Be proactive about scheduling the meet and confer, follow up with the defendant early and often, and clearly establish your expectations for when the negotiations will be exhausted.


Do: try to compromise. Few discovery rulings are absolute wins or losses, so you should think hard about taking an all-or-nothing approach to the meet and confer. Think about whether you can use the meet and confer to frame less valuable discovery as something the defendant would be happy to avoid producing. For instance, you might narrow the scope of a request for other similar incidents (OSIs) to those of which you are already aware and know are directly relevant to your case. By doing so, you are more likely to get the evidence you truly care about, and you may also misdirect the defendant as to your overall strategy.

Don’t: languish. This may be the most important point. Defendants prolong the meet and confer because it can significantly delay the production of valuable evidence—eroding the discovery period until plaintiffs finally get the evidence without enough time to do anything with it. So be proactive about scheduling the meet and confer, follow up with the defendant early and often, and clearly establish your expectations for when the negotiations will be exhausted. Document the outcome in writing, and incorporate a provision in any proposed CMO that allows the requesting party to declare the process over. In many jurisdictions, you, not the defendant, control when the meet and confer is done.2

Do: document, document, document. An accurate accounting of the discussion is absolutely necessary to preserve this information for future use. Immediately memorialize your conversation, and consider sharing it with defense counsel. In extremely contentious cases, it may be appropriate to have the meet and confer recorded or professionally transcribed so there is no doubt about what was discussed and agreed to.

Don’t: forget. It’s easy for parties to take inconsistent discovery positions throughout the life of a case. Think carefully about how your position during a meet and confer can be used against you in the future. Keep all your meet and confer correspondence in folders, and refer back to it. Then, if the defendant raises an argument to conveniently avoid or obtain discovery, do not hesitate to remind it (and the court) that what goes around comes around. This is especially true with e-discovery when defendants are all too quick to claim their data is inaccessible, only to turn around and demand that plaintiffs pay the exorbitant cost to produce social media discovery that the platforms make inaccessible.

The meet and confer is more than a conversation about a short-term discovery dispute. It is one of the building blocks of your greater litigation strategy that demands the same thought and attention as the rest of your case.

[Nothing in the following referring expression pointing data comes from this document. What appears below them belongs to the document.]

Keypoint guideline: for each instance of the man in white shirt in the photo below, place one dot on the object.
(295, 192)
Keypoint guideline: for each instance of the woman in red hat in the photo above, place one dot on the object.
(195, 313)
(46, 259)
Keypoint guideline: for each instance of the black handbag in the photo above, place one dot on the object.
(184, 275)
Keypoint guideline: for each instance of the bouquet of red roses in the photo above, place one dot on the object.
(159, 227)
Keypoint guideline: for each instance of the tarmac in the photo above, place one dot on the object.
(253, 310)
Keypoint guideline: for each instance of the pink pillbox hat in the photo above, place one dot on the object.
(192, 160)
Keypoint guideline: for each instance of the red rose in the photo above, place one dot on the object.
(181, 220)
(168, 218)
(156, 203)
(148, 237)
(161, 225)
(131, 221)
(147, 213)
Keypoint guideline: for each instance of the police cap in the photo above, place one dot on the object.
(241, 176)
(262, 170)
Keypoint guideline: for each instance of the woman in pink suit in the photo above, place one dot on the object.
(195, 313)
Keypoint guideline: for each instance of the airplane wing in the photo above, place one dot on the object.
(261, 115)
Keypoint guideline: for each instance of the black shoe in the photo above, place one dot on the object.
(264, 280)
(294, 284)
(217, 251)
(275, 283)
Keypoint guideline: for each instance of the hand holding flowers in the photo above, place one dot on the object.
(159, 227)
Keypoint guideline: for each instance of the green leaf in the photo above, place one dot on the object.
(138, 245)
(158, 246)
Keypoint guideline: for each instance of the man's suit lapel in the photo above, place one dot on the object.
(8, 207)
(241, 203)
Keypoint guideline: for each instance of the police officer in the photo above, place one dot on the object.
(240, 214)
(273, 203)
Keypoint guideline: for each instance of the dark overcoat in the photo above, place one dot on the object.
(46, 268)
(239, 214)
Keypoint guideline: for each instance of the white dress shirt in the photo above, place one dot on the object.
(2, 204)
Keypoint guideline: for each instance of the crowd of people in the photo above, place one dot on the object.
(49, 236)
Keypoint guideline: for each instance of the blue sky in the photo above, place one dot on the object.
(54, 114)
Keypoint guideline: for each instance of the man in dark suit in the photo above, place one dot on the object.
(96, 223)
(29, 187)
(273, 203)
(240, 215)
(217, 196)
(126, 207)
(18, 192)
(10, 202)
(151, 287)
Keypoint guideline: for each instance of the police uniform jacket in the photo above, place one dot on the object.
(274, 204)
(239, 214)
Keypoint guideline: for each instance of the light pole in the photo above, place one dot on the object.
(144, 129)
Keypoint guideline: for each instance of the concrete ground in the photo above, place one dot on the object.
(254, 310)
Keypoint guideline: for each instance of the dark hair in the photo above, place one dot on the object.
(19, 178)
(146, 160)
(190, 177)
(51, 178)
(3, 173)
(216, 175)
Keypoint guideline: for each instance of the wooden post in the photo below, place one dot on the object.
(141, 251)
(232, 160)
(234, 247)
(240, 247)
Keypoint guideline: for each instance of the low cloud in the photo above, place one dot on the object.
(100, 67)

Beth Graham is a principal at Grant & Eisenhofer in San Francisco, and Adam Gomez is a principal at the firm in Wilmington, Del. They can be reached at egraham@gelaw.com and agomez@gelaw.com.


Notes

  1. Fed. R. Civ. P. 37(a)(1). State courts require the same. For example, California requires parties to meet and confer in a “reasonable and good faith attempt at an informal resolution of each issue presented by the [discovery] motion.” See Cal. Civ. Proc. Code §2016.040 (West 2021). See also Obregon v. Superior Ct. of L.A. Cty., 79 Cal. Rptr. 2d 62 (Cal. Ct. App. 1998) (discussing the factors in determining whether a party has acted in “good faith” during a meet and confer); Liebel-Flarsheim Co. v. Medrad, Inc., 2006 WL 335846 (S.D. Ohio Feb. 14, 2006) (a meet and confer “is a conference in which opposing parties actually talk to one another” rather than exchange briefs); Craft Smith, LLC v. EC Design, LLC, 2018 WL 1725465 (D. Utah Apr. 6, 2018) (“The court considers a meaningful meet-and-confer to be essential to the parties’ obligation to secure the speedy and inexpensive resolution of [an] action.”).
  2. Obregon, 79 Cal. Rptr. 2d at 67 (a meet and confer is over when the requesting party reasonably believes that further discussions will not bear fruit).